E bisogna ora spiegare che la neo-intraducibilità attuale è diversa da quella classica che, per esempio, negli anni Ottanta durante un G7 in Canada spinse il traduttore simultaneo di De Mita a uscire dalla cabina con le mani in alto: mi arrendo. De Mita in quegli anni ragionava di politica con astruserie che sono diventate classiche come la seguente: “In politica il pensiero è importante, ma per realizzare il pensiero bisogna convincere gli altri a comportarsi in modo tale da realizzare il pensiero”. Contro questo linguaggio da Magna Grecia arrivò, come Lo straniero di Camus, Umberto Bossi, il leader della Lega che lo liquidò in tv dicendogli in milanese: “Attaccati al tram”. Ebbene oggi il nuovo leader della Lega, Salvini, si lancia in ragionamenti ben più intraducibili: “Siamo per l’autonomia di Lombardia e Veneto nell’ottica dell’unità nazionale” che è la Brexit all’italiana: exiting to remain. E forse c’è da rimpiangere l’epoca di Kissinger che si addormentava mentre gli parlava Moro, il quale infatti aveva inventato, secondo la definizione dell’Enciclopedia Treccani, molti “sintagmi neologico ermetici” (provate a tradurlo in inglese) come “flessibilità costruttiva constructive flexibilty“, “alleanze organiche organic alliances“, “strategia dell’attenzione attention strategy“, “equilibri più avanzati more advanced equilibriums“.

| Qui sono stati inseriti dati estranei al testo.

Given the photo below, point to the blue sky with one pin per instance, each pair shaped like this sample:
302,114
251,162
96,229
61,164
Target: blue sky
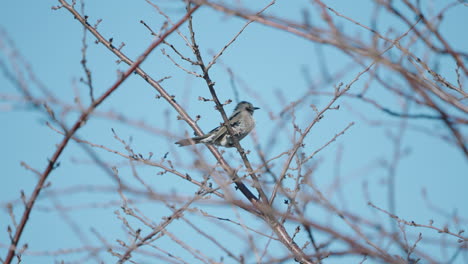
268,61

Oggi la neo-intraducibilità ha perso la sottigliezza sia pure pittoresca delle convergenze parallele e del compromesso storico, del linguaggio costruito sulle sfumature, il famoso “dire per non dire e non dire per dire” con i suoi “se”, i suoi “ma”, i suoi “eventualmente”, le ipotesi subordinate e i discorsi interminabili. Oggi la politica è intraducibile perché è diventata espediente, elusione: come si fa a raccontare che la legge elettorale prevede che se voti una donna eleggi un uomo (perché le quote rosa hanno il trucco)? E come si può capire the multi-parachute il multi-paracadute che premia chi prende meno voti? E come si spiega in inglese che se voti il candidato di un partito può capitare che tu elegga il candidato di un altro partito? Voti per esempio gli animalisti alleati di Forza Italia che però non superano lo sbarramento e dunque eleggi un vivisezionista di Forza Italia; oppure voti a Bologna la lista radicale della Bonino, che però non ce la fa, ed eleggi Casini, antiabortista e contro i gay.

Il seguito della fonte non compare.